The announcement of an investment agreement between the EU and China (EU-China Comprehensive Agreement on Investment, or CAI) on 30 December has generated a huge controversy. Although it is still premature to reach a conclusive assessment, among other things because the text has not yet been made public, there has been considerable and vehement criticism against Europe’s diplomacy for having signed it, even from within the Community’s institutions themselves.
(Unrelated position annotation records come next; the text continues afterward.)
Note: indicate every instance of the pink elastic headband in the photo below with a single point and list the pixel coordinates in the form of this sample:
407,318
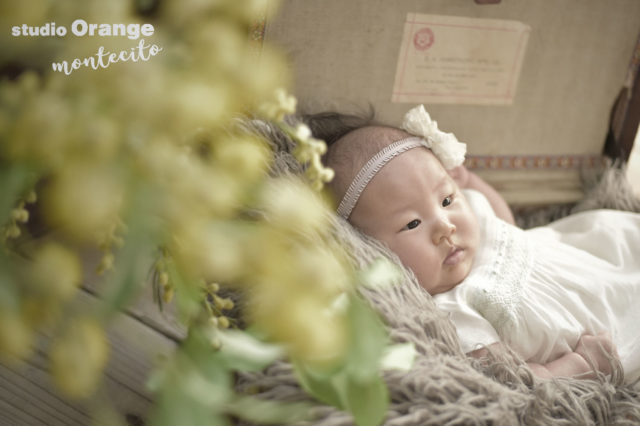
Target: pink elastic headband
373,166
417,122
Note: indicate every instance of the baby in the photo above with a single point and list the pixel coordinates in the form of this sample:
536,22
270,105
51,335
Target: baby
556,295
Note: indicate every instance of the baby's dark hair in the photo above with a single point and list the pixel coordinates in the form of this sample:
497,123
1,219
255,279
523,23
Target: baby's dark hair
351,140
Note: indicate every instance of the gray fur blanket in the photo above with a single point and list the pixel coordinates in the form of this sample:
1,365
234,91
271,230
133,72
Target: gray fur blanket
444,386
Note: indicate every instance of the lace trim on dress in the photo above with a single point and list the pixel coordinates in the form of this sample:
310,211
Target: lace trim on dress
498,294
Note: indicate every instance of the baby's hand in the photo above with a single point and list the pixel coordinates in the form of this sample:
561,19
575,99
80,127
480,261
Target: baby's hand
597,350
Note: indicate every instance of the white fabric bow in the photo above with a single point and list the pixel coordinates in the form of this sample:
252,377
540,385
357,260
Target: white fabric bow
445,146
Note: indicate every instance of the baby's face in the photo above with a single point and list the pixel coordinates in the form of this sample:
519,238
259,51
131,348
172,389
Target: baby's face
419,212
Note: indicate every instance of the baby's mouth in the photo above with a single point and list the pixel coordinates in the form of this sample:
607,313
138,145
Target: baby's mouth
455,255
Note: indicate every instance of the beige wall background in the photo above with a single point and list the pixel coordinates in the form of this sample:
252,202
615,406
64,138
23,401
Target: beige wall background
344,54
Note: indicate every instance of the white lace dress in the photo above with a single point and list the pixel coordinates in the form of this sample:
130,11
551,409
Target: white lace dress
539,290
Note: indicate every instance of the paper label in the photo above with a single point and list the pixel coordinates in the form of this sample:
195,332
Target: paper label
457,60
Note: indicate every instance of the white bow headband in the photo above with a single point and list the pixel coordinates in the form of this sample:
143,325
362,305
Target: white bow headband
417,121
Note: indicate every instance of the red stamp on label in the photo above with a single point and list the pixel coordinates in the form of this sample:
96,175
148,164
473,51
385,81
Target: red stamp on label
423,38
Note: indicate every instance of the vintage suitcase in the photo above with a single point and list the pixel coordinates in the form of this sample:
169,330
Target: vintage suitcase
529,85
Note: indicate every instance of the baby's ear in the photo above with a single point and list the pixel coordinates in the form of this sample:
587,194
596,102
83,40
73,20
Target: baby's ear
460,175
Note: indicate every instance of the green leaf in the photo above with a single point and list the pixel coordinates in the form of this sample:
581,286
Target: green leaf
267,412
368,340
318,385
366,400
241,351
14,180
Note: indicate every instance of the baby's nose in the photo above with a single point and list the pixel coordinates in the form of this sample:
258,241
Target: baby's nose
442,230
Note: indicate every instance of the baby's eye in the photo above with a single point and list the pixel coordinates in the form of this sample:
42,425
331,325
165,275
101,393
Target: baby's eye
413,224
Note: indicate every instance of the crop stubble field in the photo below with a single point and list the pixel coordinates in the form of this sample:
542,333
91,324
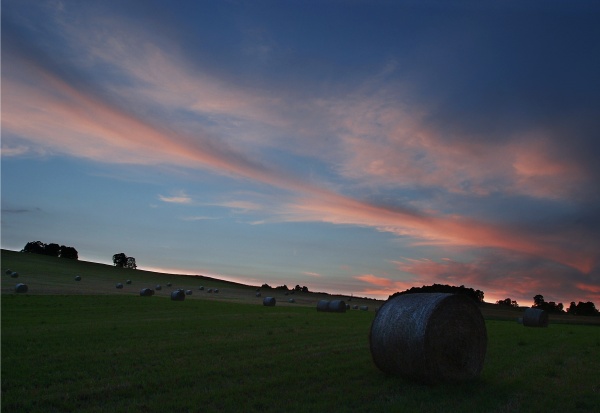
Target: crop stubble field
66,348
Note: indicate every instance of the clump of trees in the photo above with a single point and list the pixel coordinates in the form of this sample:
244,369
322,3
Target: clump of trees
551,307
476,295
507,302
53,250
284,287
123,261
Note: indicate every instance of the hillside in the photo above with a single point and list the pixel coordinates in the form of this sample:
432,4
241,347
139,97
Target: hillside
52,275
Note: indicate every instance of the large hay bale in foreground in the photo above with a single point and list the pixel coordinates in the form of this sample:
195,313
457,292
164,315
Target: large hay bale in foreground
534,317
178,295
269,301
429,338
146,292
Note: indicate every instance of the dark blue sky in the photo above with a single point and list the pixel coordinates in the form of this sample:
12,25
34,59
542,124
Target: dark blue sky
354,147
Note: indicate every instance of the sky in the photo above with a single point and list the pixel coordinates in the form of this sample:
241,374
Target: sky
353,147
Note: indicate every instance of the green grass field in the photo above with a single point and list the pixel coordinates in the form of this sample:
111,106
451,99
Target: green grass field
70,349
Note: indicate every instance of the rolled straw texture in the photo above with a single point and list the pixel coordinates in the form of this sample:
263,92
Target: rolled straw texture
429,338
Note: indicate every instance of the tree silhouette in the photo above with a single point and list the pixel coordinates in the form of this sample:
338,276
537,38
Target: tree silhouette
123,261
120,260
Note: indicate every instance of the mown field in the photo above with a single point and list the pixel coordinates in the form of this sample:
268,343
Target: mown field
114,351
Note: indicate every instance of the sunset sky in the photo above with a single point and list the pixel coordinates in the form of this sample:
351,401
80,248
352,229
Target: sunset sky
355,147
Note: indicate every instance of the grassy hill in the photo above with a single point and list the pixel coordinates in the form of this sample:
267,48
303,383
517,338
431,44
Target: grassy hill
85,346
51,275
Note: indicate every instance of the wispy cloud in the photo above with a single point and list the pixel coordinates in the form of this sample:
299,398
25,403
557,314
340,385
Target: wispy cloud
179,198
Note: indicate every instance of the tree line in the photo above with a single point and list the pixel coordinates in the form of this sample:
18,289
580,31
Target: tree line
581,308
475,295
123,261
53,250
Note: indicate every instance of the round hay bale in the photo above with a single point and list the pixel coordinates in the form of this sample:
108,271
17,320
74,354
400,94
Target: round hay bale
337,306
534,317
146,292
269,301
178,295
429,338
323,305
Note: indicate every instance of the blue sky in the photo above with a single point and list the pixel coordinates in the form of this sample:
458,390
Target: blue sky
349,146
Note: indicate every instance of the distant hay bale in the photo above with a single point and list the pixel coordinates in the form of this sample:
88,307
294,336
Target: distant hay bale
534,317
178,295
269,301
429,338
323,305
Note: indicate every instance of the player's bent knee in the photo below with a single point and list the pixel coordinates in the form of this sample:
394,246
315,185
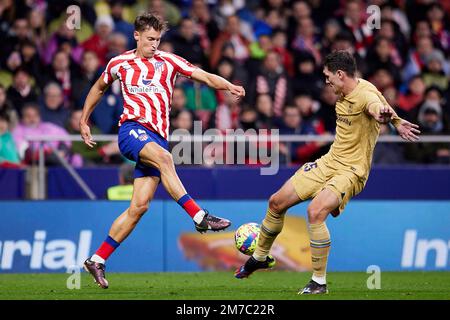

As the agreement has yet to be ratified, it seems important to contribute to a more dispassionate debate, by highlighting some of its apparent achievements from the perspective of the EU’s interests and values, and by nuancing some of the arguments that have been repeatedly raised against it.

Starting with the achievements, and for now based only on the explanatory notes issued by the European Commission, it can be unequivocally stated, indeed, that this is the ‘most ambitious agreement China has concluded with a third country’ or group of countries to open up its economy. Therefore, the progress achieved for the EU’s economic interests is by no means negligible. According to the Commission itself, the agreement introduces: (1) rules against forced technology transfers; (2) new obligations for the modus operandi of Chinese state-owned companies; (3) greater transparency on public subsidies; (4) unprecedented Chinese commitment to sustainable development (at the labour and environmental levels); (5) safeguards for the current liberalisation of the Chinese economy to avoid any possible backsliding; (6) a state-to-state dispute resolution mechanism; and (7) the elimination or reduction of quantitative restrictions, equity caps or joint venture requirements in a number of sectors.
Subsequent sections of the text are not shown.